= Randolph Coleman =

American composer (1937–2025)

Randolph 'Randy' Coleman (July 20, 1937 – April 24, 2025) was an American composer and educator. He was the first chairman of the national council of the American Society of University Composers, now called The Society of Composers, Inc.

==Biography==
Coleman was raised in Charlottesville, Virginia. He wanted to be a composer as a teenager and studied at the University of Virginia before completing Bachelor's, Master's and Doctoral work at Northwestern University.

Coleman spent the majority of his career at the Oberlin Conservatory of Music at Oberlin College, teaching composition and classes on intersections in the arts for 43 years.

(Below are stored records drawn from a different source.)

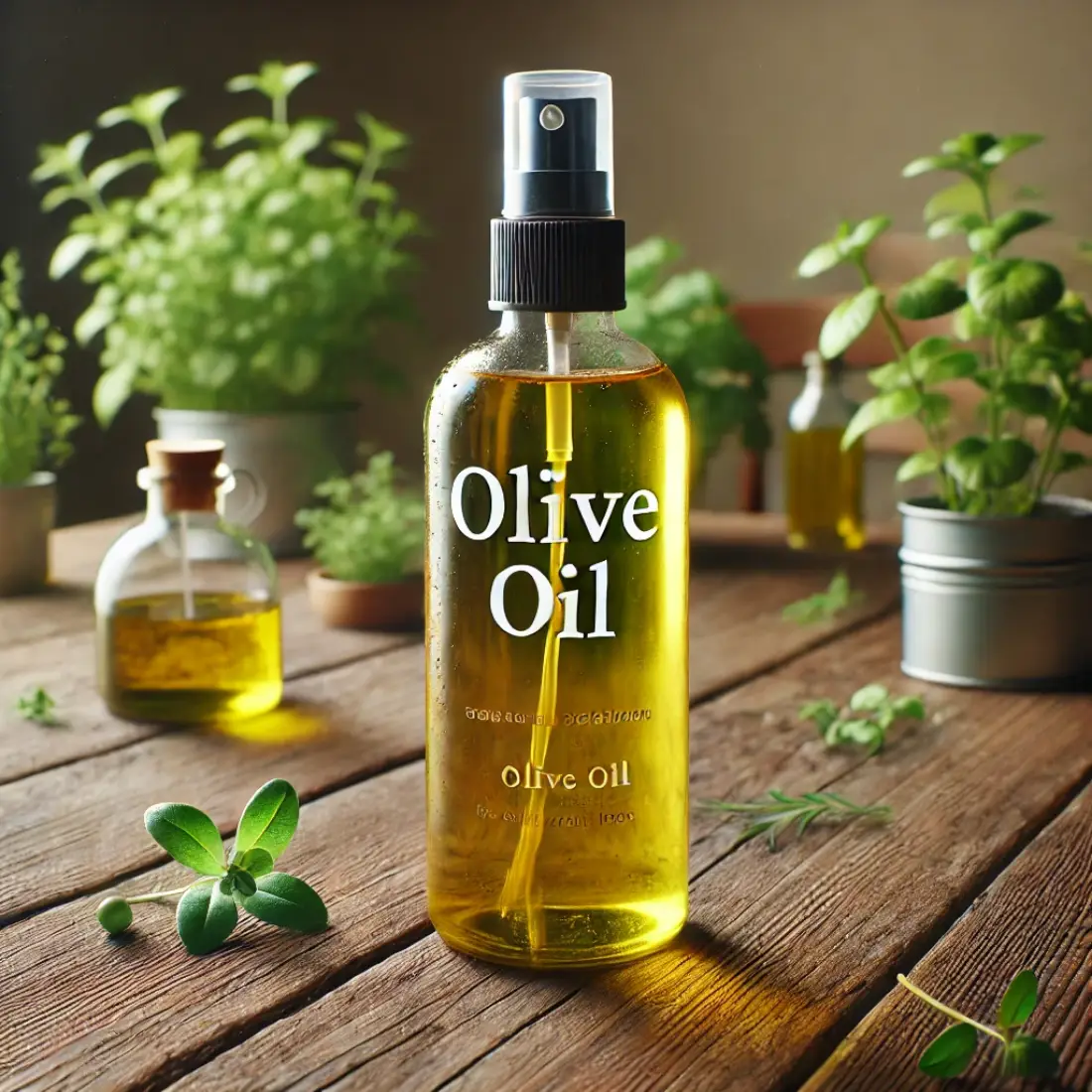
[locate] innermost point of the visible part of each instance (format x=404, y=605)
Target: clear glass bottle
x=556, y=636
x=188, y=633
x=823, y=483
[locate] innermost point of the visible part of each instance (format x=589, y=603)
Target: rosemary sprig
x=775, y=816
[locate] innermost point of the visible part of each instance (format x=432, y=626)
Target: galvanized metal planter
x=28, y=513
x=997, y=602
x=285, y=455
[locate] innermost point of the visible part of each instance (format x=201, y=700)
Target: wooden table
x=783, y=979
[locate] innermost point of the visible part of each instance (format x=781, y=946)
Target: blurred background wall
x=745, y=129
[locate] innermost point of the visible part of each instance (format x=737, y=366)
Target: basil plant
x=1017, y=334
x=253, y=285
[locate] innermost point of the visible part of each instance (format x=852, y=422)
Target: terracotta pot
x=345, y=604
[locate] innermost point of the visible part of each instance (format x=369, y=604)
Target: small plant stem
x=951, y=1014
x=155, y=895
x=902, y=349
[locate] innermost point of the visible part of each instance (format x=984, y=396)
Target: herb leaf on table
x=826, y=605
x=1023, y=1055
x=777, y=815
x=208, y=907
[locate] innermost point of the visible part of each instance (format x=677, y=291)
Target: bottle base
x=566, y=936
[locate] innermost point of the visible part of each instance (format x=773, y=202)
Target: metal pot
x=998, y=602
x=28, y=513
x=285, y=455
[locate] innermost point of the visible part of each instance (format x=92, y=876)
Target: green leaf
x=287, y=902
x=820, y=259
x=1008, y=146
x=254, y=861
x=978, y=465
x=870, y=697
x=960, y=222
x=990, y=239
x=1019, y=1002
x=189, y=836
x=890, y=405
x=917, y=466
x=927, y=297
x=269, y=820
x=848, y=321
x=68, y=253
x=1014, y=290
x=1026, y=1056
x=205, y=917
x=950, y=1052
x=928, y=163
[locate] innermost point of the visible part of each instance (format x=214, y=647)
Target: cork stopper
x=187, y=473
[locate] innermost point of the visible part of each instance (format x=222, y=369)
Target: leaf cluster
x=252, y=285
x=825, y=605
x=866, y=721
x=371, y=528
x=1023, y=1055
x=208, y=908
x=1018, y=335
x=34, y=425
x=684, y=319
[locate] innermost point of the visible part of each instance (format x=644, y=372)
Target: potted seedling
x=996, y=570
x=684, y=319
x=243, y=295
x=368, y=539
x=34, y=429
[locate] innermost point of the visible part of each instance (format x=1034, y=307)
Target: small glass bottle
x=823, y=483
x=184, y=639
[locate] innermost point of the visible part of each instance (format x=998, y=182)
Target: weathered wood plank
x=1037, y=914
x=65, y=665
x=779, y=947
x=128, y=1024
x=374, y=717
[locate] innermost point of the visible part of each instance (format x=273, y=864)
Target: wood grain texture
x=65, y=665
x=128, y=1026
x=366, y=717
x=779, y=947
x=1037, y=914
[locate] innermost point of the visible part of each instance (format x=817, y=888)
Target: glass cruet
x=187, y=605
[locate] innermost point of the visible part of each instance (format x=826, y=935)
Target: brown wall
x=745, y=128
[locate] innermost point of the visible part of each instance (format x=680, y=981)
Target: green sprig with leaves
x=1023, y=1055
x=1018, y=335
x=781, y=814
x=255, y=285
x=372, y=527
x=823, y=607
x=684, y=319
x=208, y=907
x=34, y=425
x=865, y=722
x=39, y=708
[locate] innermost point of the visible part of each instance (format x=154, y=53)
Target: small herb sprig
x=779, y=812
x=866, y=720
x=1023, y=1055
x=826, y=605
x=208, y=908
x=37, y=708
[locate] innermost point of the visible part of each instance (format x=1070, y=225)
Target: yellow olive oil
x=557, y=698
x=218, y=662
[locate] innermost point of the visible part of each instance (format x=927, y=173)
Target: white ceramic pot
x=28, y=513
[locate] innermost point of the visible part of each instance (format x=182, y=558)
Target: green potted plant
x=368, y=539
x=34, y=430
x=996, y=571
x=243, y=296
x=685, y=320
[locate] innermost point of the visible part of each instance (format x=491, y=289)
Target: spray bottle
x=556, y=590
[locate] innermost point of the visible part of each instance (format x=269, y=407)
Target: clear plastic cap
x=558, y=144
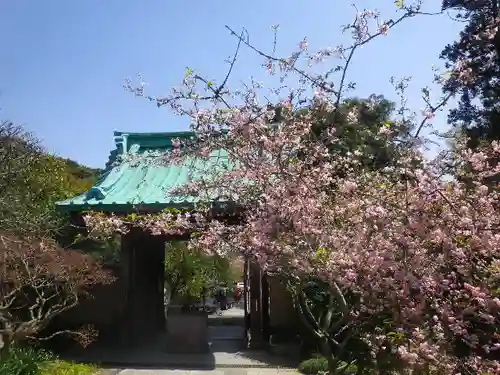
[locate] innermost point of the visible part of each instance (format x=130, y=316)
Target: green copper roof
x=127, y=186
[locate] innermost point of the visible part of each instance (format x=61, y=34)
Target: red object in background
x=237, y=293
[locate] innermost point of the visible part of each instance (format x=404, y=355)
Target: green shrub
x=31, y=361
x=59, y=367
x=24, y=361
x=313, y=366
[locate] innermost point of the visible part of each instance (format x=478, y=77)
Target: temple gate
x=143, y=188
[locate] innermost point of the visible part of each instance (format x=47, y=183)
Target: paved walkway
x=233, y=371
x=227, y=355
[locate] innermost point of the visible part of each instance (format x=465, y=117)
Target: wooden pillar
x=266, y=318
x=142, y=269
x=256, y=321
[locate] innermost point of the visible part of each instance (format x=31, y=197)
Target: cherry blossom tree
x=39, y=281
x=409, y=255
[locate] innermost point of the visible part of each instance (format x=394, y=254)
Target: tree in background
x=39, y=280
x=478, y=87
x=355, y=122
x=189, y=272
x=32, y=180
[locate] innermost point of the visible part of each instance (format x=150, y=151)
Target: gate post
x=256, y=313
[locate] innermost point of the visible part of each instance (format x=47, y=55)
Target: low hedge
x=31, y=361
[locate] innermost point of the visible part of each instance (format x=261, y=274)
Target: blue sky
x=64, y=62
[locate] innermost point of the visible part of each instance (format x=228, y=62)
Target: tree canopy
x=477, y=47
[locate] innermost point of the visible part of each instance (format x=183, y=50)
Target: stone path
x=232, y=371
x=226, y=357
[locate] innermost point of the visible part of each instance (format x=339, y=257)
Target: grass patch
x=59, y=367
x=30, y=361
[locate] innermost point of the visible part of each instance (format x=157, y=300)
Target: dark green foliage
x=190, y=272
x=360, y=135
x=24, y=361
x=32, y=180
x=313, y=366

Among his students at Oberlin were Kyle Gann, Christopher Rouse, Greg Saunier, Evan Hause, Wally Scharold, Du Yun and Brenda Way. He also worked with then students Bill Irwin and Julie Taymor as part of the InterArts program Coleman founded at Oberlin in the 1970s.

Coleman died in April 2025.

==Music==
Coleman said he was trying to move on from his roots in late modernism.
===Awards and commissions===
Coleman had commissioned work performed by a variety of ensembles including the Brooklyn Philharmonic (1984) and eighth blackbird. The Fromm Music Foundation commissioned Coleman to write a work for the first American Music Festival at Tanglewood in 1964 (Concerto for Piano and Chamber Orchestra).

He received a Fulbright fellowship which took him to Paris and Mexico. Early in his career his work received awards from the International Society of Contemporary Music in 1962 and 1963. In 2002 he was awarded a residency at The Rockefeller Institute of Bellagio, Italy as well as an Ohio Arts Council Individual Artist's Award.